Publié le par L'Humanité par Paul Conge

Philippot et Pétain en filigrane

Le numéro 2 du FN estime que c’est «bafouer l’honneur de la France» que de reconnaître sa responsabilité dans la déportation des juifs. Il remue les vieux spectres de l’extrême droite. 

Photo prise le 16 juillet 1956 lors de la commémoration de la rafle du Vel' d'Hiv' des 16 et 17 juillet 1942, à Paris

Photo prise le 16 juillet 1956 lors de la commémoration de la rafle du Vel' d'Hiv' des 16 et 17 juillet 1942, à Paris

Venant d’un ancien affidé de Chevènement, la réplique, culottée, ne laisse pas de surprendre. « Complice de l’occupant ? C’est un non-sens total », a rétorqué Florian Philippot (FN), hier, au journaliste de France2 qui l’interrogeait sur la responsabilité de la France durant l’Occupation nazie. « La France était à Londres, c’était un pays occupé, non pas complice de l’occupant mais victime de l’occupant », veut-il croire.
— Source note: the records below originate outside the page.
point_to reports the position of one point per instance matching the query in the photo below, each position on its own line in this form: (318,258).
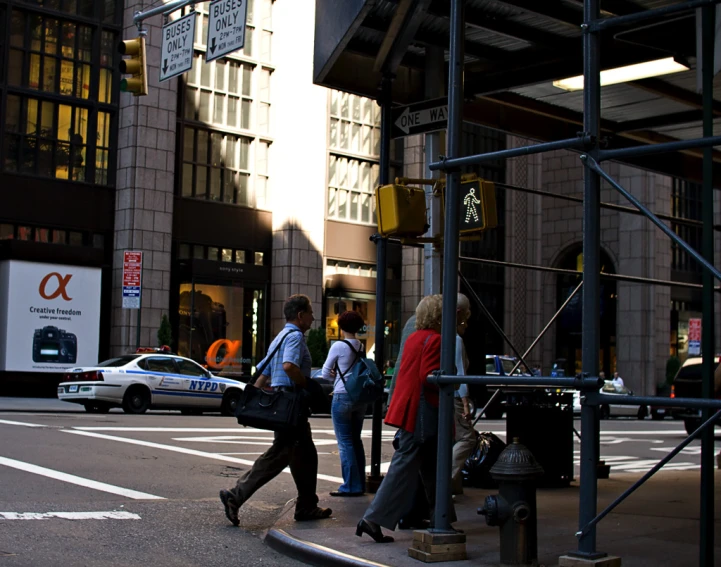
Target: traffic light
(478,211)
(135,66)
(401,211)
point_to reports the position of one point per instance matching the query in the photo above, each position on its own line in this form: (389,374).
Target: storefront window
(226,330)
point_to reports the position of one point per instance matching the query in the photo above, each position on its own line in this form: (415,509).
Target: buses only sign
(226,27)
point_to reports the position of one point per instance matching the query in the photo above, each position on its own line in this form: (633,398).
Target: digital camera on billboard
(51,344)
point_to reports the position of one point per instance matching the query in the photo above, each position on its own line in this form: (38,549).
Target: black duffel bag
(279,410)
(273,410)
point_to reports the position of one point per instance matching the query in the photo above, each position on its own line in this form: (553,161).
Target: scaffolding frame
(588,382)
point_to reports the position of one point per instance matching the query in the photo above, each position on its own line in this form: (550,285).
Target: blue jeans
(348,424)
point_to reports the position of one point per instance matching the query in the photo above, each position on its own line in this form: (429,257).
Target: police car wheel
(230,402)
(136,400)
(96,407)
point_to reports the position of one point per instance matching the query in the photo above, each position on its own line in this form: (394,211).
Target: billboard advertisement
(51,316)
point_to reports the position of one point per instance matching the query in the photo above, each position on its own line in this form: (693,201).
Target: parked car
(617,410)
(141,381)
(687,384)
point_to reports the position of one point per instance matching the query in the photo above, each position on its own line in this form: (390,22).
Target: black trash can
(543,422)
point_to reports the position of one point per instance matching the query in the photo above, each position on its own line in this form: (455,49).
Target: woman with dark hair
(414,411)
(347,415)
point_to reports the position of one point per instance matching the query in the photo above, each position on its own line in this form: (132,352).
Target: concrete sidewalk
(657,525)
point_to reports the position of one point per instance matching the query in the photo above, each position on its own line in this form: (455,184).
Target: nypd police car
(151,378)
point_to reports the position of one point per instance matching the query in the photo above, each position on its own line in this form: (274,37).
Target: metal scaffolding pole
(374,478)
(706,545)
(441,518)
(591,281)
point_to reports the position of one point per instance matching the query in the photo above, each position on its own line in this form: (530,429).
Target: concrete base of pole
(575,561)
(373,483)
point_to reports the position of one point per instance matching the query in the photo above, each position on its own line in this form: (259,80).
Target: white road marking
(203,454)
(240,440)
(80,481)
(7,422)
(68,515)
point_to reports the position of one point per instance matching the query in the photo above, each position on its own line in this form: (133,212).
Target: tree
(165,333)
(318,346)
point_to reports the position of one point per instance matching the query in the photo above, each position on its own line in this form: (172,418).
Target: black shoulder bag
(274,411)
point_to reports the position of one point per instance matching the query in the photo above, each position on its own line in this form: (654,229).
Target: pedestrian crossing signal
(478,205)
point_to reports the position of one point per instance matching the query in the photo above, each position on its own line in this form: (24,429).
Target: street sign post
(176,51)
(226,27)
(132,279)
(419,118)
(694,337)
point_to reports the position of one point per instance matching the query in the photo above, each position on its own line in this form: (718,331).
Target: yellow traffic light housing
(135,66)
(401,211)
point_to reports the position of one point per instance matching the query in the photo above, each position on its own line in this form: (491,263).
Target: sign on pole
(226,27)
(132,279)
(419,118)
(694,336)
(176,51)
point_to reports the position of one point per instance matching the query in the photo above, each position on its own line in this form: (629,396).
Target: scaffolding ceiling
(514,50)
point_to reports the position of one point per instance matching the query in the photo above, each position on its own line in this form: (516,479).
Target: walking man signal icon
(470,201)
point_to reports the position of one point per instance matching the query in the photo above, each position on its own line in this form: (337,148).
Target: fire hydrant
(514,509)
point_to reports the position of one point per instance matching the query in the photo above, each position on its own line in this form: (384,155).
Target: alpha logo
(222,353)
(62,282)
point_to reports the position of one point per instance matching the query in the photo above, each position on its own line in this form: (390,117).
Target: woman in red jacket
(414,410)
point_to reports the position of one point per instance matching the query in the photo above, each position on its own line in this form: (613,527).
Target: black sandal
(364,527)
(316,513)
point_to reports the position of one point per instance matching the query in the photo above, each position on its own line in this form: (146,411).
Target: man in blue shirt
(288,369)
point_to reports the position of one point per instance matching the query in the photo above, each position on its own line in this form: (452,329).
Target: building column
(523,301)
(144,192)
(642,335)
(412,285)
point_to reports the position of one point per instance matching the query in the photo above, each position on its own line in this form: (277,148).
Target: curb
(312,553)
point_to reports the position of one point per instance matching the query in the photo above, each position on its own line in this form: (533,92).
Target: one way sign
(419,118)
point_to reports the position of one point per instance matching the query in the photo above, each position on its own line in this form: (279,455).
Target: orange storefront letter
(231,349)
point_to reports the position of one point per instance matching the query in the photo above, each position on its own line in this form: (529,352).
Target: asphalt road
(83,489)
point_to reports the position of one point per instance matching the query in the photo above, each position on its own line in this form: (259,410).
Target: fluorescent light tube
(625,74)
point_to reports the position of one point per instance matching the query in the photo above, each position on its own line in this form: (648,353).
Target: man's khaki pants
(465,443)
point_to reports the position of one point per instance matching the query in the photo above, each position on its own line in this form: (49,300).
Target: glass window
(7,231)
(42,235)
(25,233)
(220,171)
(161,364)
(189,368)
(59,237)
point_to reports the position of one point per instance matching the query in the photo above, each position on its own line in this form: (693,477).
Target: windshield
(508,365)
(119,361)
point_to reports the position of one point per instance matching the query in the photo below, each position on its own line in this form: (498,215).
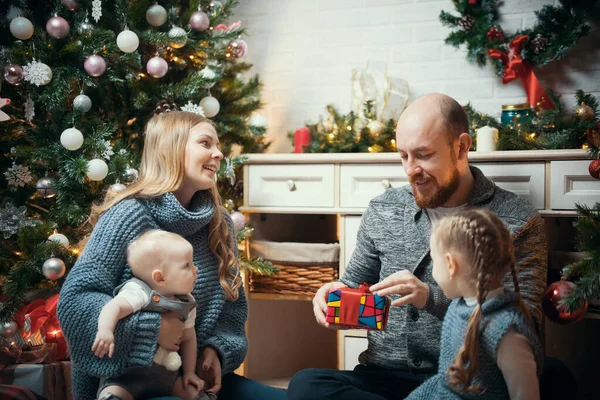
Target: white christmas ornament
(128,41)
(191,107)
(60,239)
(71,139)
(180,34)
(258,120)
(210,105)
(53,268)
(97,169)
(375,127)
(37,73)
(82,103)
(29,109)
(117,187)
(156,15)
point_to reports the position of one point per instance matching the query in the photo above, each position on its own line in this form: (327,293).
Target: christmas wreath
(556,30)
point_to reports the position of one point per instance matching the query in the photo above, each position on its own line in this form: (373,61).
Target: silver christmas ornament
(53,268)
(117,187)
(82,103)
(131,174)
(85,28)
(8,329)
(45,187)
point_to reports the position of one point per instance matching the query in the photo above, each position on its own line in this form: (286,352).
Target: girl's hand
(190,378)
(408,286)
(103,344)
(209,369)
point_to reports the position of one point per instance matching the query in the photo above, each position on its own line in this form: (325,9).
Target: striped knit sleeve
(89,287)
(365,264)
(531,256)
(229,335)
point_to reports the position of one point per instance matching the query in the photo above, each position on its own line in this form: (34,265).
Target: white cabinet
(571,183)
(291,185)
(523,179)
(353,346)
(360,183)
(343,184)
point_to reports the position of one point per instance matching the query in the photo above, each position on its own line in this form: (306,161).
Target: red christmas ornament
(551,303)
(594,169)
(495,33)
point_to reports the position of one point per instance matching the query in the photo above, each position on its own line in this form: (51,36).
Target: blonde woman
(176,192)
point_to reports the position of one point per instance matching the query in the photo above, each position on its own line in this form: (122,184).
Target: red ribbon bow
(515,67)
(39,312)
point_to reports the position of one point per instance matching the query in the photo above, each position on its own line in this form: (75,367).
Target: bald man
(392,255)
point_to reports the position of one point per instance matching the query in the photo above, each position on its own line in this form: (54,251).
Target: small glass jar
(512,114)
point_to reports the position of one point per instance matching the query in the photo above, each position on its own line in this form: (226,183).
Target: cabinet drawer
(353,346)
(351,225)
(571,183)
(360,183)
(523,179)
(291,185)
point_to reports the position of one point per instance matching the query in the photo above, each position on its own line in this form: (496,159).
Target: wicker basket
(303,267)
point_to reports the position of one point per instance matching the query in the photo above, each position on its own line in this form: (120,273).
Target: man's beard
(442,193)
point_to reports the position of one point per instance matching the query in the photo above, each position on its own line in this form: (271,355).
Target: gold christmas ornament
(585,112)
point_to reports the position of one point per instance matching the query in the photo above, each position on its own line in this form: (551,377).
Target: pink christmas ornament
(57,27)
(239,220)
(157,67)
(199,21)
(94,65)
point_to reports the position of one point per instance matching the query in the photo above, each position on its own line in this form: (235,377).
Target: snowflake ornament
(107,153)
(29,109)
(18,176)
(12,219)
(37,73)
(96,10)
(207,73)
(191,107)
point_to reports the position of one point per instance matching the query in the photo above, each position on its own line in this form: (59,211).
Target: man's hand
(104,344)
(171,331)
(208,368)
(320,303)
(404,283)
(191,379)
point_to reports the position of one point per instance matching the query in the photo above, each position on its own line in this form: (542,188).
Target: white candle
(487,137)
(60,239)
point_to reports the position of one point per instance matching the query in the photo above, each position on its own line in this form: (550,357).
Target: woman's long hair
(486,244)
(162,170)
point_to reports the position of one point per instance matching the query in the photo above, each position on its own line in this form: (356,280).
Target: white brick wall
(305,51)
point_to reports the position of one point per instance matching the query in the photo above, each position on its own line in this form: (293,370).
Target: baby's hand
(104,343)
(190,378)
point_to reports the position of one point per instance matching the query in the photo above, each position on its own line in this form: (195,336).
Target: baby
(164,276)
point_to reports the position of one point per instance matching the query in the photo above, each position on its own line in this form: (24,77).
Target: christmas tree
(83,78)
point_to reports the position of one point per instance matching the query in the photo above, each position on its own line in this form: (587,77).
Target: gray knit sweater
(498,315)
(394,235)
(102,267)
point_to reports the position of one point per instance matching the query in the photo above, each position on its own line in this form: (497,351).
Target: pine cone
(539,44)
(165,106)
(466,23)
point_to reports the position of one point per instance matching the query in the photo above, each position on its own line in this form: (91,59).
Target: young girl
(489,348)
(176,192)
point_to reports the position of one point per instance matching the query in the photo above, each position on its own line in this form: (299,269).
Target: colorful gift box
(357,308)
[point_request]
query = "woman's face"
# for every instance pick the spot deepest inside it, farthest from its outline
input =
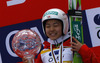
(53, 29)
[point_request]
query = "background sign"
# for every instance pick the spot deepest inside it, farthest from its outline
(16, 15)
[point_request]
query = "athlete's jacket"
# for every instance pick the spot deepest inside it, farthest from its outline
(90, 55)
(46, 56)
Pétain, l’instigateur d’un État racial et autoritaire ? Victime. La Milice française, toutou supplétif de la Gestapo, pilote d’exactions sanglantes contre les juifs, les Tsiganes et les communistes ? Victime.
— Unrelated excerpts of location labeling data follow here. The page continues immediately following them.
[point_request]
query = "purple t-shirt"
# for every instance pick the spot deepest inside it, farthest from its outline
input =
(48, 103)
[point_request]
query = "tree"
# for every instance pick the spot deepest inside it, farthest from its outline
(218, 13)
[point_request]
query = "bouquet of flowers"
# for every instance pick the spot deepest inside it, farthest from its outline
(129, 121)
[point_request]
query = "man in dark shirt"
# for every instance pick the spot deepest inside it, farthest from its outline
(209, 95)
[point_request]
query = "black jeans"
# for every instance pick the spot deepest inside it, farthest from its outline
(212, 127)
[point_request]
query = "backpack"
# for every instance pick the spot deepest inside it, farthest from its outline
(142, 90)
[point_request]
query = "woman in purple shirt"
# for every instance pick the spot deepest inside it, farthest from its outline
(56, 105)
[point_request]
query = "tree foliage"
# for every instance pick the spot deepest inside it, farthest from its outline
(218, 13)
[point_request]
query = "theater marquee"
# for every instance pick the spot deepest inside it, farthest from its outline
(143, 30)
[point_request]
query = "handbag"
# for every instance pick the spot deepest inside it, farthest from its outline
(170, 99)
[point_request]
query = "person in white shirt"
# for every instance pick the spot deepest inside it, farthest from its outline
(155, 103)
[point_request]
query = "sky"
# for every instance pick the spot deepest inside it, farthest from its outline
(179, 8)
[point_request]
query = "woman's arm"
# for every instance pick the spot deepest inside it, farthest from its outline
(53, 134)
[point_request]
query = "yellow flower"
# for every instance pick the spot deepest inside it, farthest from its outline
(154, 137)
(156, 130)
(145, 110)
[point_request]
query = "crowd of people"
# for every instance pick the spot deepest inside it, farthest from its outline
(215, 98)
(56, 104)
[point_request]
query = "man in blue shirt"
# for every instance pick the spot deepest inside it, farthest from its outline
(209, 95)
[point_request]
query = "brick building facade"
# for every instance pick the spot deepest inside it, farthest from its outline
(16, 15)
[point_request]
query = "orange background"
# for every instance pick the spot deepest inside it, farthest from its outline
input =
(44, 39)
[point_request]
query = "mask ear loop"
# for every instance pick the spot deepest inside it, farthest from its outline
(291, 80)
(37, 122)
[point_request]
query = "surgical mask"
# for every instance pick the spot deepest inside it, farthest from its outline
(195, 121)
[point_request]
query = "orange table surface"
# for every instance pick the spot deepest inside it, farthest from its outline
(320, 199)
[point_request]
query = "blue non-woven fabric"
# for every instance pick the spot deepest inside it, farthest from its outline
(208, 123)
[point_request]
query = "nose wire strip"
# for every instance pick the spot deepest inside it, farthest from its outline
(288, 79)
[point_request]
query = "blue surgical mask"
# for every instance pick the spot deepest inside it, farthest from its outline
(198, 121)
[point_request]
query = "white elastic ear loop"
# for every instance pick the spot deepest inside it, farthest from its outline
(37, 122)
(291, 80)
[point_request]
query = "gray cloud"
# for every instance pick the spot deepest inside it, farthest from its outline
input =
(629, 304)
Lors de la commémoration, la veille, de la rafle du Vél’d’Hiv, Manuel Valls a surligné le « déshonneur de la France » dans sa « complicité avec l’occupant (nazi) ». Escagassé, le numéro 2 du FN a tenu, via une gymnastique habile, à laver l’État pétainiste de ses torts. C’est « faire fi des circonstances tout à fait exceptionnelles et oublier le fait que la France est le pays qui a sauvé le plus de juifs ». Il a fustigé le « concours de repentance » des hommes politiques ayant reconnu sans faux-fuyants la responsabilité de l’État dans les déportations. Il les accuse d’« entretenir la haine de la France, la repentance à un degré maximal ».
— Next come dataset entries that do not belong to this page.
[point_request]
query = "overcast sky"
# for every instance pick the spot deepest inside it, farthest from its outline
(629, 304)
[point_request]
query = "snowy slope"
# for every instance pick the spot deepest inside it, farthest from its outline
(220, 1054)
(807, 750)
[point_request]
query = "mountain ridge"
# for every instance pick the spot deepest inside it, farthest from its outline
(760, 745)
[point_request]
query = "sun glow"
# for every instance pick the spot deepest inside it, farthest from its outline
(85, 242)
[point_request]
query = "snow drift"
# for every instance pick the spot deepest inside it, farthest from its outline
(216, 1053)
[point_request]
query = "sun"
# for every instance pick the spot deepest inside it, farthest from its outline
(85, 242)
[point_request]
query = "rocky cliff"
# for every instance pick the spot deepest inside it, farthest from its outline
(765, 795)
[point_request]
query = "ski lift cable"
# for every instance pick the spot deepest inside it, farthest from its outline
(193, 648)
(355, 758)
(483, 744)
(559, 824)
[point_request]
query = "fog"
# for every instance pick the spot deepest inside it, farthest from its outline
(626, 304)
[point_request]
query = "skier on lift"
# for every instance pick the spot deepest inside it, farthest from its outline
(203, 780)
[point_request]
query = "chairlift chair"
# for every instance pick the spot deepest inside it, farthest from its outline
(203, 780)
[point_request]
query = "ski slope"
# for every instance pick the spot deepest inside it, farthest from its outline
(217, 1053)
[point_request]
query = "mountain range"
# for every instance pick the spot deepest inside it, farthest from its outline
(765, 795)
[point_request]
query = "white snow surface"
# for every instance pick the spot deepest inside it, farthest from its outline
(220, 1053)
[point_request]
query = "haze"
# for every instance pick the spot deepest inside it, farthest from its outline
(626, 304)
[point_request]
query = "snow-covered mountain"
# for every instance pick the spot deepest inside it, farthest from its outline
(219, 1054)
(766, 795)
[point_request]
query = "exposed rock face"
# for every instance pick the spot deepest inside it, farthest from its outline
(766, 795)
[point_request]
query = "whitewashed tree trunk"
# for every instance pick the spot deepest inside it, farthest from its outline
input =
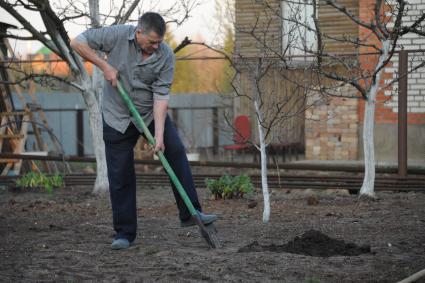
(263, 154)
(368, 186)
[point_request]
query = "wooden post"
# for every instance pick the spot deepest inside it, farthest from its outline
(402, 113)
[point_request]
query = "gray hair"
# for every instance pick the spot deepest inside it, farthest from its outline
(151, 21)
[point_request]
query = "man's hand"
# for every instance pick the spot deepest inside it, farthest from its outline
(159, 116)
(110, 74)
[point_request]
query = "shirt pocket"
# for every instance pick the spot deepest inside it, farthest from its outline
(145, 75)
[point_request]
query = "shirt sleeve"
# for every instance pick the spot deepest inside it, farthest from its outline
(103, 39)
(161, 87)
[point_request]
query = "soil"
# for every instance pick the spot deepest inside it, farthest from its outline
(66, 237)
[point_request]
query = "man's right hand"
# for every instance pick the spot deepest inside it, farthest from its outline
(111, 75)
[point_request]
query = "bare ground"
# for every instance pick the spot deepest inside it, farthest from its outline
(67, 236)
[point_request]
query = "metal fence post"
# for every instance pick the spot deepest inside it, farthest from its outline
(402, 113)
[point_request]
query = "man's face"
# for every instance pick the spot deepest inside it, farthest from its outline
(148, 42)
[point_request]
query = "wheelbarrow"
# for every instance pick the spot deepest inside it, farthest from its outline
(209, 232)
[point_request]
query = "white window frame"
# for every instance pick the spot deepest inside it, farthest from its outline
(296, 40)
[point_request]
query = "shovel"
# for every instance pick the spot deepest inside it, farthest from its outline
(207, 231)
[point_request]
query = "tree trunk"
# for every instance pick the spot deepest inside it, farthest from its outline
(368, 147)
(368, 186)
(263, 153)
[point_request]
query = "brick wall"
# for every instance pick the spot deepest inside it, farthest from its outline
(331, 127)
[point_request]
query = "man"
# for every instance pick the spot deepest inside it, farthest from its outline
(145, 65)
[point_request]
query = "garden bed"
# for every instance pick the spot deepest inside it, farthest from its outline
(66, 237)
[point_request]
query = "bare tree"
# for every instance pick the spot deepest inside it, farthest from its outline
(267, 85)
(55, 37)
(383, 30)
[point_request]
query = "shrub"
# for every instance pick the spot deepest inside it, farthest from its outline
(40, 180)
(230, 187)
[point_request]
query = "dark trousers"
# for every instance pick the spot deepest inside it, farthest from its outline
(119, 150)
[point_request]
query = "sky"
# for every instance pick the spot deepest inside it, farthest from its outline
(200, 25)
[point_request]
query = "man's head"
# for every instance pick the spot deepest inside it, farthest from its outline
(150, 31)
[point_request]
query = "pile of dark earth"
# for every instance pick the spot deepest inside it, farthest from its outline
(311, 243)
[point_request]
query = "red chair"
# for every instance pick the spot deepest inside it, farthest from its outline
(242, 134)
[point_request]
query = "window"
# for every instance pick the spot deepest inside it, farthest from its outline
(298, 39)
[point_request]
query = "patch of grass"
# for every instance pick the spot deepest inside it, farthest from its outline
(40, 180)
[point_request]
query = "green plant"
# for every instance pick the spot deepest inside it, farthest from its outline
(230, 187)
(40, 180)
(243, 185)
En disculpant la France de la sorte, l’énarque de Marine Le Pen, non content d’éluder des jugements qui ont frappé des responsables français, renoue avec le syndrome pétainiste du Front national. « L’extrême droite française a une référence fondamentale, c’est Vichy », décodait, en 2002, l’historien Pierre Milza. Plusieurs fois, Jean-Marie Le Pen s’est attaché à édulcorer les crimes du régime, déplorant que l’on avait été « trop sévère » avec Pétain, qui bénéficie, disait-il, de « circonstances atténuantes ». Pour finir le lavage, l’essoreuse. Philippot embraye : « Bien sûr qu’il y a eu des dérives (…) mais il y a aussi eu des actes de résistance. » Des dérives, oui : la bagatelle de vingt-neuf mille Juifs, déportés et exécutés du fait de chasses aux sorcières. Ce cadre légal (lois antijuives, collaboration policière) irriguait le cœur battant du régime de Vichy. Mais Philippot est prêt à tous les mariages pour l’«honneur de la France».